Big-Screen E-Readers and the Future of Newspapers

Interesting piece in the New York Times about larger e-readers and their potential for reading newspapers and magazines:

The screens, which are currently in the Kindle and Sony Reader, display no color or video and update images at a slower rate than traditional computer screens. That has some people in the magazine industry, in particular, keeping their hopes in check until E Ink evolves.

“I don’t think we would be anywhere near as excited about anything in black and white as we would about high-definition color,” said Tom Wallace, the editorial director of Condé Nast, publisher of glossy magazines like Vogue and Wired. “But technology changes at a pretty high clip these days, and if we are now in the Farmer Gray days, it will be only a very short while until we are in the video game era.”


  1. BTW, there’s a nice deconstruct of E-Ink’s hardware used in Esquire at gizmodo.

    I did research into E-Ink and other companies that have similar or competing technologies while at Fitch. It seems we’re really in the “Farmer Gray days”–everyone is either going the proprietary route or the cost of entry is extremely high right now.

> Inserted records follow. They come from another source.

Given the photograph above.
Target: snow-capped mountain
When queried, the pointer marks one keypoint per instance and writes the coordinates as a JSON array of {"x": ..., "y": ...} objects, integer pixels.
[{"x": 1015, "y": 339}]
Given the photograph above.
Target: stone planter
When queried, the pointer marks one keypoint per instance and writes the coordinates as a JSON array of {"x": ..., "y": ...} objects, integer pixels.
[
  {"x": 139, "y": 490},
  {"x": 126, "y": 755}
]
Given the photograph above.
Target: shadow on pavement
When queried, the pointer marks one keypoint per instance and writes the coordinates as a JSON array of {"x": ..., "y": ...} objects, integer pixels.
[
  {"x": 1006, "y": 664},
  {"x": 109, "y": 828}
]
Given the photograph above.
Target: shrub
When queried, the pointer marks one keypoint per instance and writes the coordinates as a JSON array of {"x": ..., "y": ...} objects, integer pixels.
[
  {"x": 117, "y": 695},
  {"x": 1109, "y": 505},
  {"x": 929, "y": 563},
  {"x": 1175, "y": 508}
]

  2. We talked about getting a kindle for our college library to show off some new reading technology and get people thinking about what kind of formats the library provides. Interestingly enough, many of our staff were anti-kindle and felt like it was not something that our students would use (or be impressed by). They also felt that most younger people will read text on their iphones, etc. or laptops rather than using another device. One staff member felt like the kindle was more popular for older people. Perhaps part of the issue is a perception that b&w display is outdated?

  3. I wonder how they would combat the image copyright issues for a kindle textbook branch too. Certainly color and quality played into the move to having images in databases like ArtFullText. It was always so annoying to see the text “Image So-and-so here, see reference in this other print book” My dad has a kindle 2 and my mom has a kindle 1, they’ve both embraced them pretty fully, but I remain unconvinced that they can produce good quality illustrations and reproductions to make it worthwhile for a textbook audience yet, particularly for art history or the medical profession. However, as soon as they do, I’ll be on the Kindle wagon also.